I had finished cooking myself a shapeless dinner last night and was preparing to eat it when I got a phone call on my land line. I answered. The woman on the other end said, "Hi, good evening, my name is Gina. How are you?"
Now many people, when receiving obvious telemarketer phone calls, just hang up the phone. It seems kind of impolite to me, and I don't see any reason to be rude to people doing their horrible jobs, so I try to be a little more human. So I said, "Hi, I'm doing fine, but I'm just about to sit down to my dinner, and I'm not interested in any commercial services, so thanks for calling." A perfectly polite and firm way to dodge an unsolicited pitch.
Gina pauses. Gina then says. "Woooow. . .
you're retarded." Like that, with the accent on the "you're" and not the "retarded."

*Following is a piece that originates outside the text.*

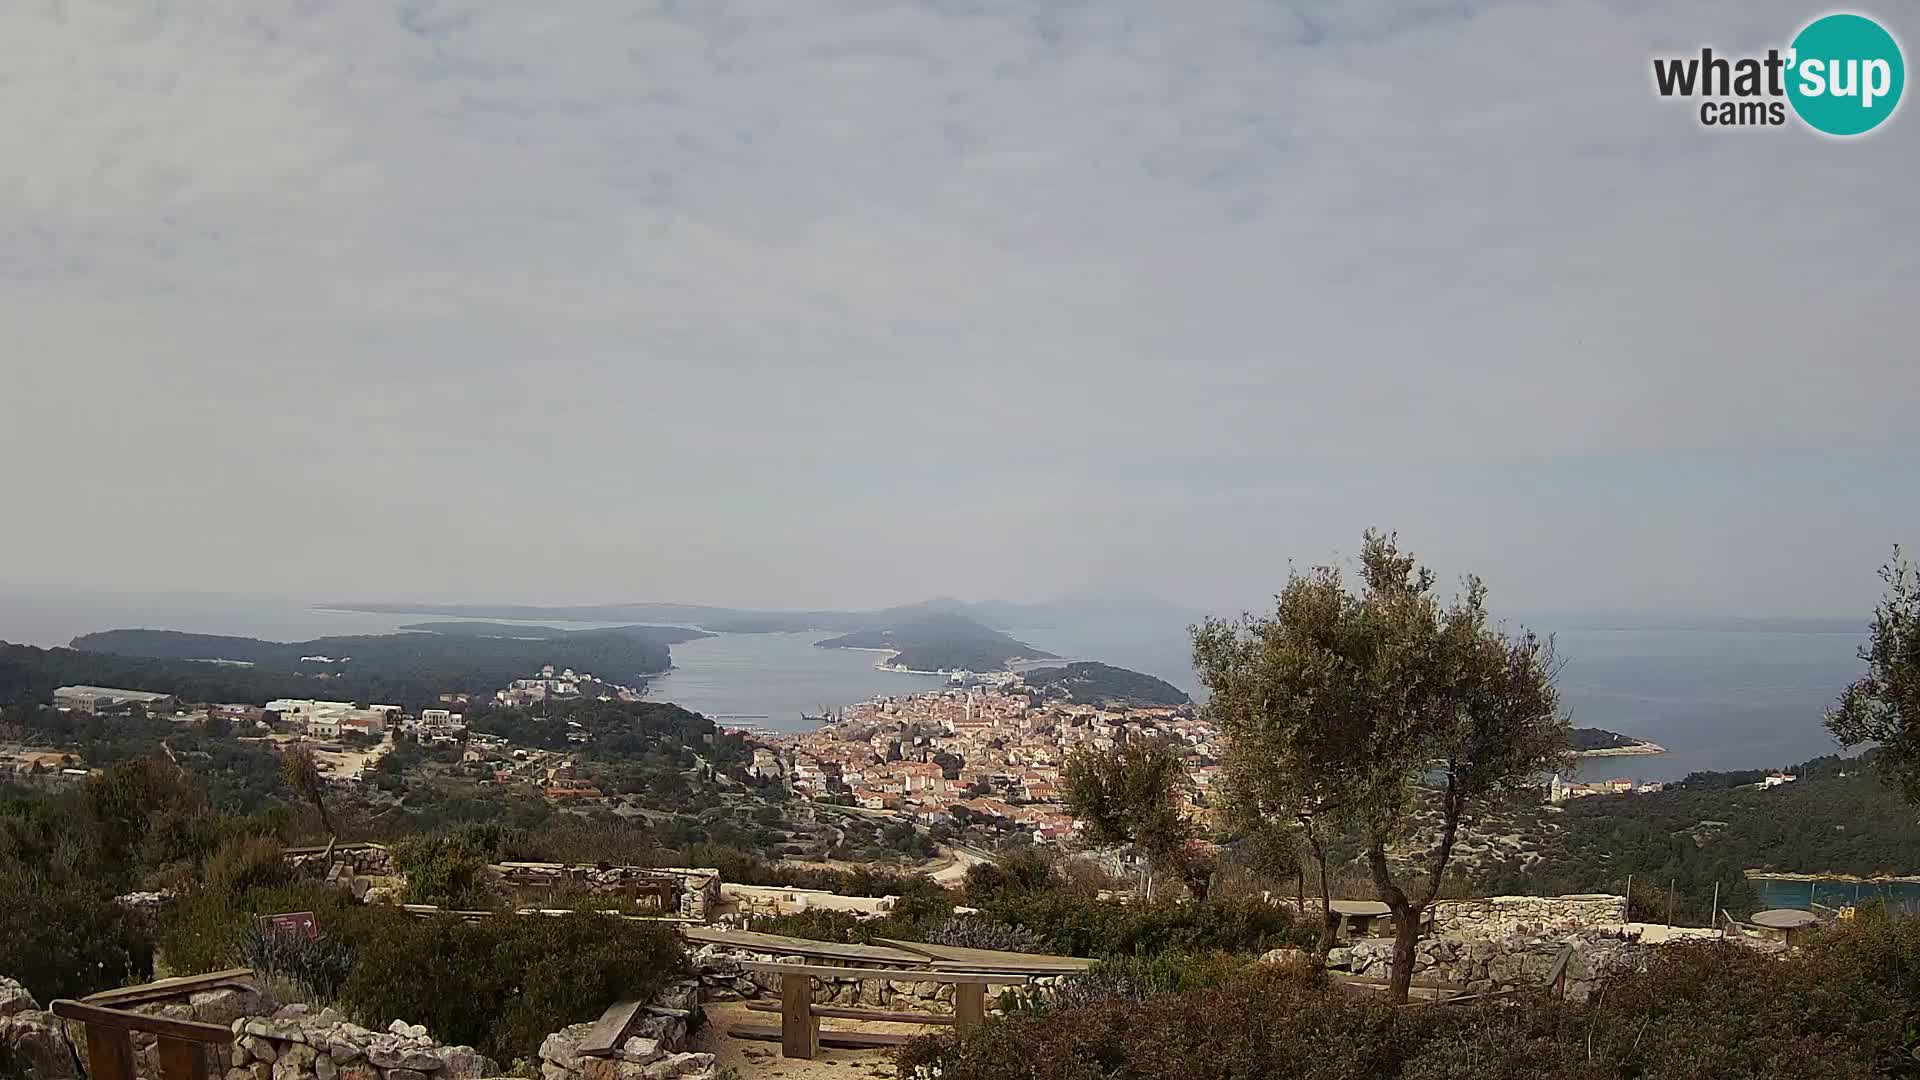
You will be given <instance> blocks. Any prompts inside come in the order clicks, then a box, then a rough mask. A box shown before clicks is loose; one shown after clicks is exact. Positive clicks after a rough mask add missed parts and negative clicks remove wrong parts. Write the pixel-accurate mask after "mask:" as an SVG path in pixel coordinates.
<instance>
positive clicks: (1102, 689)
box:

I said, "Excuse me? Who are you, and where are you calling from?"
Gina responds, "Who are
you? Who are
you?"
I am in shock because a stranger has just interrupted my dinner to sell me something, and has just insulted me with an incredibly juvenile and nasty insult, so I say, "Wait a minute, honey, you called me, and you're asking
me who I am? Who are you?"
Gina says, "Oh, now I'm a
honey, I see."
I start to give some response along the lines of "What the hell is going on here??" but get to "What the...?" before coming to my senses and just hanging up on the bizza.
WTF!? How do I get insulted by random strangers in my house?! BARACK OBAMA I THOUGHT YOU WERE SUPPOSED TO MAKE AMERICA A BETTER PLACE WAHAHHHHH!!!
Anyway, that was totally awesome, and it ruined my mood for a few minutes, to the point where I really wanted to be high or drunk so that I could just forget it. I don't think I've had that feeling before! But now I just think it's really funny.
Also, I fell off my bike yesterday whilst trying to ride my bike home in a snow storm. It was a silly, slow-motion fall on a snowy sidewalk, so all the injury I suffered was some light bruising on my left shin. But I had left work early to go to the Museum of Contemporary Art, to see Jenny Holzer's installations of large arrays of electronic tickers spelling out statements about the war in Iraq, which uses a medium reserved usually for journalism or advertising for discomfiting second person addresses ("I watch you / I breath you / I touch you") to recreate the experience of standing in Times Square and reading the impersonal news but this time implicating you in the events announced. But God does not care for people who choose art over work, and he punished my sloth by causing my wheels to slide out from under me. I also saw an interesting exhibit by a deaf-mute artist, Joseph Grigely, whose art consists of the post-it notes he uses to banter in writing with people in bars. I also read the opening and closing sections of "Song of Myself" yesterday, and cried lightly thinking about this homosexual romantic dying a hundred and twenty years ago: "I bequeath myself to the dirt to grow from the grass I love / If you want me again look for me under your boot-soles." Can you tell I was having my period?
Let us not be capsized by our loneliness, R! It is sunny here.